This doctoral research aims to obtain a richer understanding of the characteristics of employees’ social interactions that foster (or hinder) creativity and innovation in the workplace. Research has shown that there are different phases that individuals go through to arrive to creativity and innovation: generating, elaborating, championing and implementing creative ideas. Relatively recently, scholars have recognized that the social environment in which individuals are embedded matter for these phases and have paid increasing attention to creativity as a social process. They have explored this topic through social network lenses given that social networks capture relational attributes (i.e., tie content), such as trust, among interconnected actors, and the network structure or the positions in which they are situated. However, because the topic is so recent, research on which social networks are optimal to achieve creative benefits is so far inconclusive.

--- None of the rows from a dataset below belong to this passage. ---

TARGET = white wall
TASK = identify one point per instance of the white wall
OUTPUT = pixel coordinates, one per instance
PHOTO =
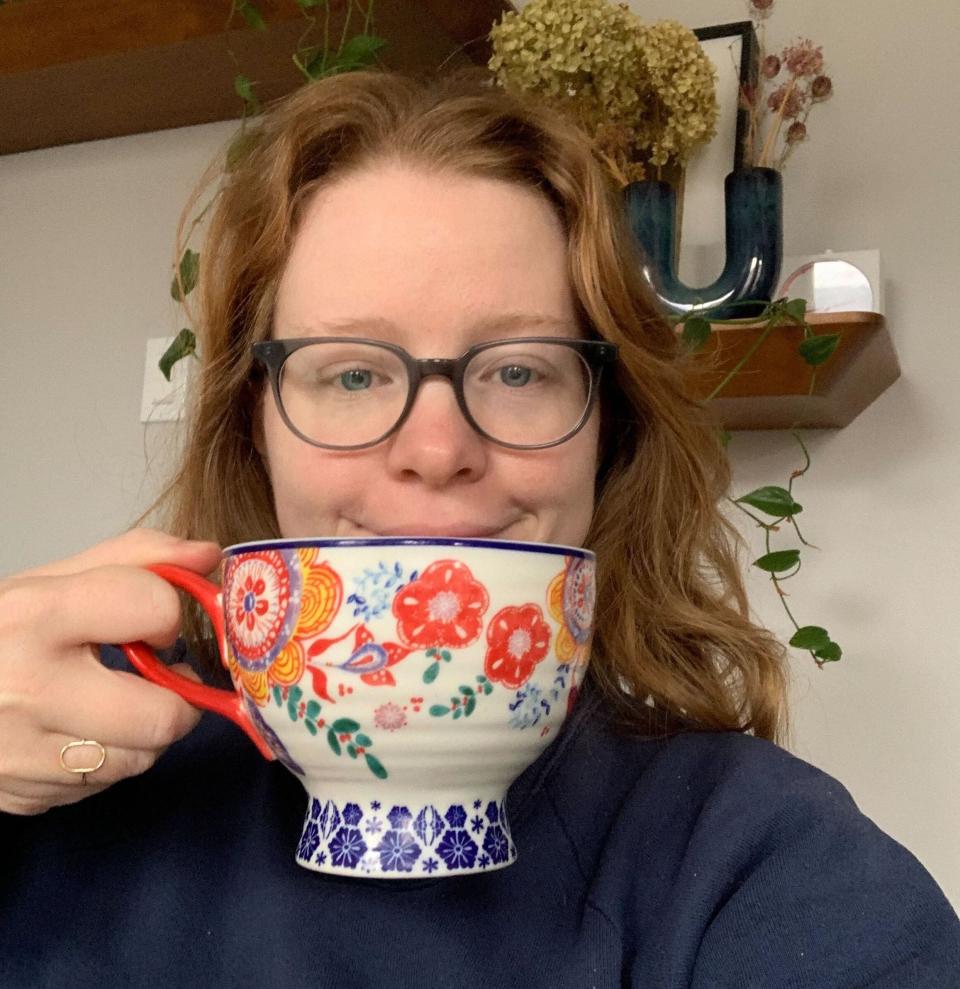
(86, 244)
(86, 237)
(881, 500)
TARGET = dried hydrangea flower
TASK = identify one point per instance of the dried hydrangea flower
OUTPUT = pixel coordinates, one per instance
(786, 100)
(645, 94)
(796, 132)
(803, 58)
(821, 87)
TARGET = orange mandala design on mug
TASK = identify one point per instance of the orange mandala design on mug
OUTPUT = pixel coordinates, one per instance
(276, 599)
(570, 601)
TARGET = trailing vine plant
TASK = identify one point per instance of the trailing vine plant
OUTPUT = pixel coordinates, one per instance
(775, 501)
(314, 58)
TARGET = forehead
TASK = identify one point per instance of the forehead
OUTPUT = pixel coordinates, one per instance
(420, 256)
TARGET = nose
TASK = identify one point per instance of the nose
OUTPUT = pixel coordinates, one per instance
(436, 444)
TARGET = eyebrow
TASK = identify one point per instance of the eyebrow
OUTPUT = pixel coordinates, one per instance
(507, 323)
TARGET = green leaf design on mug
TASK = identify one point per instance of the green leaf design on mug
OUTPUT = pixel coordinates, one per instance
(375, 766)
(334, 741)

This PhD project is organized around three crucial social dimensions of social interactions in the workplace: social hierarchy, tie content, and network structure. In relation to the first of these dimensions, this project will investigate the effects of power and status on creativity as these are pervasive features of social organization in the workplace. Regarding the second dimension, this research will examine the effects of distinct type of relationships, such as advice-giving and friendship, that facilitates each phase of the idea journey. With respect to the third dimension, a series of network positions and structures will be examined in conjunction with other relevant social and individual characteristics.
This PhD project follows a multi-method approach. On the one hand, it deploys intra-organizational social network analyses to empirically test the network structures and type of relationships that facilitates the generation and implementation of creative ideas. On the other hand, it deploys lab-experiments to yield more knowledge on the underlying theoretical mechanisms of the aforementioned relationships.